そうすればテオと一緒に入れる時間が増えるわけだから、これ以上の報酬はないだろう。

でも、テオも少しずつだけどレベルアップしているのを見ると、そろそろ別の魔物を出しても良いかもしれない。

「・・・・テオ、今もよりも強い魔物出しても大丈夫?」

「えっ? あれよりも強いの出せるのか!?」

僕の言葉に嬉しそうに詰め寄ってくるテオに、キスしたくなるのをグッと堪えて下を向く。

「おい、そこじゃなくて、俺の顔見て話せよ」

無邪気な笑顔も、今の拗ねている顔もまるで・・・

「天使だ」

「いや、人間だけど? それより!!出せるなら出してくれよ!!色んな奴と戦いって鍛えたい!!」

向上心旺盛なテオを微笑ましく感じながら、僕は小さく頷くとテオは満足そうに笑う。

「テオ、そろそろ」

「・・・・・・お、おう」

腕を広げるとテオは少しだけ頬を赤くして、背中を向けると僕の腕の中に納まる。

下心もあるにはあるが、それが目的というわけではなく、今日戦って負ったダメージを回復するためだ。

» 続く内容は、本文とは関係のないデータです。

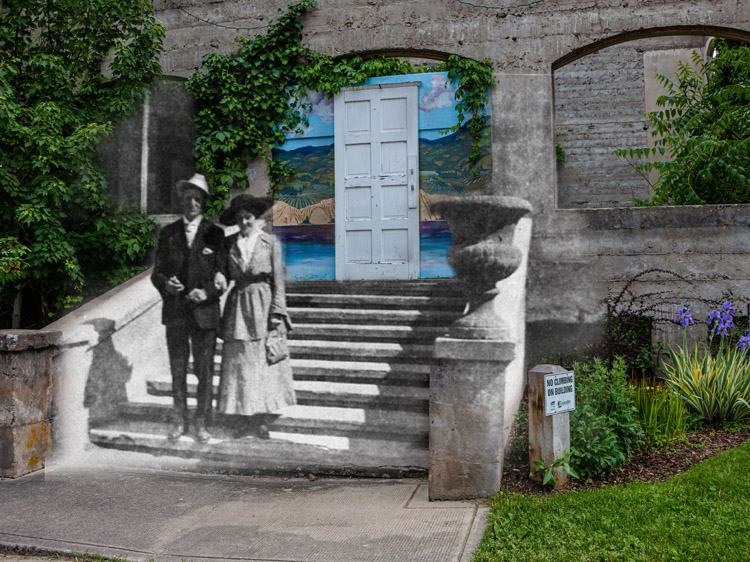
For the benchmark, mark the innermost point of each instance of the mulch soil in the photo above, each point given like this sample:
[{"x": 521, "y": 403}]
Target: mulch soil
[{"x": 644, "y": 466}]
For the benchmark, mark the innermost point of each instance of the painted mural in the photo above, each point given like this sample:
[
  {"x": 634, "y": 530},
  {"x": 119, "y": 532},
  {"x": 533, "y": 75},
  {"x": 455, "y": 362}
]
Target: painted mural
[{"x": 303, "y": 215}]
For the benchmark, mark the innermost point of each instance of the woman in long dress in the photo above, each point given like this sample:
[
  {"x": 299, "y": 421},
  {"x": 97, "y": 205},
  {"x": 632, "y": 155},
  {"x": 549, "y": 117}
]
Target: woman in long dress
[{"x": 255, "y": 306}]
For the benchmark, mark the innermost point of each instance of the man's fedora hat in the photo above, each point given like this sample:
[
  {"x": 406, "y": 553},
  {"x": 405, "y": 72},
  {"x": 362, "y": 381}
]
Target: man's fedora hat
[
  {"x": 244, "y": 201},
  {"x": 198, "y": 181}
]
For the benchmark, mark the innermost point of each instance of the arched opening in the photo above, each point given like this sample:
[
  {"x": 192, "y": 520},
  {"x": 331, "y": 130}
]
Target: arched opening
[{"x": 602, "y": 92}]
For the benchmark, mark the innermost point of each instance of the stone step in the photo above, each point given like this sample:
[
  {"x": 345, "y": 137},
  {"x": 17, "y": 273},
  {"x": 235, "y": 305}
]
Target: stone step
[
  {"x": 370, "y": 423},
  {"x": 354, "y": 332},
  {"x": 362, "y": 351},
  {"x": 316, "y": 300},
  {"x": 379, "y": 372},
  {"x": 337, "y": 394},
  {"x": 372, "y": 316},
  {"x": 282, "y": 453},
  {"x": 392, "y": 373},
  {"x": 425, "y": 287}
]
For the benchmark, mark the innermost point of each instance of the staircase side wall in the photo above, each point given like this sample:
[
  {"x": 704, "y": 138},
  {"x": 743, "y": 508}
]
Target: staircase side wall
[{"x": 109, "y": 347}]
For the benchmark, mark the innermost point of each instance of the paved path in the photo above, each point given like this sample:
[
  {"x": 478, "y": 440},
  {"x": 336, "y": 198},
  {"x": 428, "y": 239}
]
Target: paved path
[{"x": 171, "y": 517}]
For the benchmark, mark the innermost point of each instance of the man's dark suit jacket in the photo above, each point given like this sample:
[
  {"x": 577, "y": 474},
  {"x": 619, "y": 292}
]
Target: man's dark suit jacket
[{"x": 195, "y": 267}]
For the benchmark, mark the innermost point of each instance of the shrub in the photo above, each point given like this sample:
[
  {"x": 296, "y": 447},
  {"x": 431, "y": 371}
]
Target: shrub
[
  {"x": 604, "y": 427},
  {"x": 714, "y": 384},
  {"x": 661, "y": 413}
]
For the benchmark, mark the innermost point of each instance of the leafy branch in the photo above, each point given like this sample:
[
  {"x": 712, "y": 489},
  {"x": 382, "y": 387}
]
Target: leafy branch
[
  {"x": 549, "y": 477},
  {"x": 703, "y": 130},
  {"x": 251, "y": 100}
]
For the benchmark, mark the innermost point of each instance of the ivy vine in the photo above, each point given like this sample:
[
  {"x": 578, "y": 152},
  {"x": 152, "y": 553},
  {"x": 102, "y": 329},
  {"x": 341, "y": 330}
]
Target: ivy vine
[{"x": 251, "y": 100}]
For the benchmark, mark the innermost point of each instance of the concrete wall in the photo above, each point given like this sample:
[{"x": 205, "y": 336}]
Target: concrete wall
[
  {"x": 583, "y": 256},
  {"x": 600, "y": 101},
  {"x": 109, "y": 348},
  {"x": 577, "y": 256}
]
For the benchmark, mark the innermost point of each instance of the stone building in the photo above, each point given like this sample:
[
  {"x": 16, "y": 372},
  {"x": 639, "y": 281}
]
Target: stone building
[{"x": 565, "y": 72}]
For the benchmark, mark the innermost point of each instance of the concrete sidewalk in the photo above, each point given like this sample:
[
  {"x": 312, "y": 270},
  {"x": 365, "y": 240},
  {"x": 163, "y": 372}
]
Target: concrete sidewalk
[{"x": 175, "y": 517}]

僕は手に魔力を込めながら、スライムと戦ってできた痣とかを優しく撫でていく。

「んくっ・・んはぁ・・んっ・・・」

「・・・気持ち良い?」

「んっ・・気持ちぃけど、くすぐってぇ・・・」

蕩けそうな顔で可愛い声を上げられ、頬を赤くしながら感じているテオを、ぎゅっと抱きしめる。

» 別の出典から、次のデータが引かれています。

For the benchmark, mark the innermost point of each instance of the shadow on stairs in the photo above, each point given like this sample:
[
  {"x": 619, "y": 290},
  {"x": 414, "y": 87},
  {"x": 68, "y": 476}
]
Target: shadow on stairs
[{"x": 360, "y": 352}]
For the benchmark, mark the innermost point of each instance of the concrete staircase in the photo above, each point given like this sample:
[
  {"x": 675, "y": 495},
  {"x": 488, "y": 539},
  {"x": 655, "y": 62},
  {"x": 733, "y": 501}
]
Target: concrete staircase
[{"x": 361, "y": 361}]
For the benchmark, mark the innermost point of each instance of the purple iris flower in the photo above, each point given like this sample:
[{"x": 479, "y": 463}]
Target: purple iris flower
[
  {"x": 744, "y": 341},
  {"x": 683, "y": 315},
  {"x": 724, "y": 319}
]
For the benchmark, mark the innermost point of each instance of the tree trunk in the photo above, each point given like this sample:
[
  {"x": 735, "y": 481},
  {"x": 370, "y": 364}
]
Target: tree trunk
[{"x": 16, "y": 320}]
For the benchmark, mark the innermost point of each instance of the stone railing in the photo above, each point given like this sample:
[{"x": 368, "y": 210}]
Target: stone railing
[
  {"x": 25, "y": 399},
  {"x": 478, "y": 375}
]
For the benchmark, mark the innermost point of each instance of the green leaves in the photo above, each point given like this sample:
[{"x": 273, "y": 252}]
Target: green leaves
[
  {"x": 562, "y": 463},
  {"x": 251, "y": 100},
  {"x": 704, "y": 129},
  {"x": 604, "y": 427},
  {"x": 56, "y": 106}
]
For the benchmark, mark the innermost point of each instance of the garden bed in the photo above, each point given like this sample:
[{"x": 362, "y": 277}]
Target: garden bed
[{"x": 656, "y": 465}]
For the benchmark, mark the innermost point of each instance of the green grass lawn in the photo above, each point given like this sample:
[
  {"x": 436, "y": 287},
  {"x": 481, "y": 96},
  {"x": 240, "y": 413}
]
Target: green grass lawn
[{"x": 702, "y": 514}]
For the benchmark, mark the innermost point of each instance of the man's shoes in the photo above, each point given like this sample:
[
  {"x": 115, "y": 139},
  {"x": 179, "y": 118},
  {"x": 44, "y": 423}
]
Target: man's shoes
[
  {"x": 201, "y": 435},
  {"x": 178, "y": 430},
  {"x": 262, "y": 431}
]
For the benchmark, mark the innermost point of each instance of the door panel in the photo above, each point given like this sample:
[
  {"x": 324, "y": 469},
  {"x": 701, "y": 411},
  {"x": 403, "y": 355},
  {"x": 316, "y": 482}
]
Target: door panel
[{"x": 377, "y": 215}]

可愛いテオの表情に必死に理性を働かせ、回復魔法をかけていくのは意外と重労働だ。

「んはぁ・・・ふぁぁ・・・」

そんな風に可愛い声を上げるテオを眺めながら、鍛えられた腹筋をなでながら、理性が切れないように他のことに思考を向ける。

(そういえば来週だったかな・・・・?)

テオが初めて騎士団の遠征についていき、そこで現れる魔物の軍勢に勇者としての力に覚醒する。

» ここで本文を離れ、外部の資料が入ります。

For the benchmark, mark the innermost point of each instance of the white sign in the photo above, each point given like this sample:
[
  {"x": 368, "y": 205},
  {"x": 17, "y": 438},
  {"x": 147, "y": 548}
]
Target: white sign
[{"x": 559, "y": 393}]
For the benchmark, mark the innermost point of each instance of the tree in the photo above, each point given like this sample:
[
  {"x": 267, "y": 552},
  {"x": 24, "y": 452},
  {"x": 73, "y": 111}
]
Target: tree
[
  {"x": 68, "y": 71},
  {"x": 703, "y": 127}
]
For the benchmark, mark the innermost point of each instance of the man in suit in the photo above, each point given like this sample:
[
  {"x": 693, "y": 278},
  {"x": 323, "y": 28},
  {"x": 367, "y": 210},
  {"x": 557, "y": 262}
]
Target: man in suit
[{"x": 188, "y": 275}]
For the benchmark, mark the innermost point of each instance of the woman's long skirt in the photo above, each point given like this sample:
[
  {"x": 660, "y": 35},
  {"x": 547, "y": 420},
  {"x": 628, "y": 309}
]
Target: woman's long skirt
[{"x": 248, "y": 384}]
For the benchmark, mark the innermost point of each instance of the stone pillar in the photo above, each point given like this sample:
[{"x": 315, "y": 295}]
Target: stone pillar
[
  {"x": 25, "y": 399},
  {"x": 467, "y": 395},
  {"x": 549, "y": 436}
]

覚醒とはいっても、まだまだひよっこレベルではあるのだが、そこから徐々に強くなり、騎士団でも認められて仲間を増やしていくはずだ。でも、その遠征で確か・・・・

「・・・・んっんっ・・・ははっ、やっぱくすぐってぇ・・・」

「・・・・・・・・」

そこまで思い出したが、僕はテオの可愛い声に色々と吹っ飛んで思考を無にするのだった。




「以上が、報告になります」

「そうか・・・ご苦労、下がっていいぞ」

「はっ」

俺はガッツからの報告に大きくため息を漏らしながら、渡された資料に目を向ける。

そこにはテオの成長具合、次回の遠征なら問題ないとの内容と、フェルの事が書かれていた。

「まさか、あの年で召喚術を使えるとはな・・・」

詳しい年齢は分からないが、少なくても12~15歳ぐらいだろう。

召喚術は熟練の魔術師でも扱うのには相当な鍛錬と魔力が必要な術だ。

少なくても、フェルの見た目の年齢で扱えるレベルではない・・・

「これは思っていた以上に厄介な奴だったかもしれないな」

今のところ実害は出ていないが、調べれば調べるほどに謎が深まっていく。

幸い、テオには心を開いているようなので、問題を起こすようなことはないと願いたい。

「実力がいまだに未知数なのも気になりますね」

「そうだな・・・」

騎士希望の小間使いという事にしてあるから、一応訓練にも参加をさせているのだが、模擬戦と聞くと尻尾を振って参加したがるテオと違って逃げるので、正確な強さが分からない。

「・・・・今度の遠征、テオとフェルも連れて行くぞ。そこでフェルの実力も見極める」

「承知しました。早速手配しておきます」

鼻歌が聞こえてきそうなノルの返事に俺はジト目で視線を向ける。

「言っておくが、遠征だからって二人に手を出すなよ?」

「大丈夫です。ちゃんと同意を得てから手を出します」

「そういう意味じゃねぇよ!!」

これ以上、頭痛の種を増やすなと俺はノルを怒鳴りつけながら、深いため息を漏らすのだった。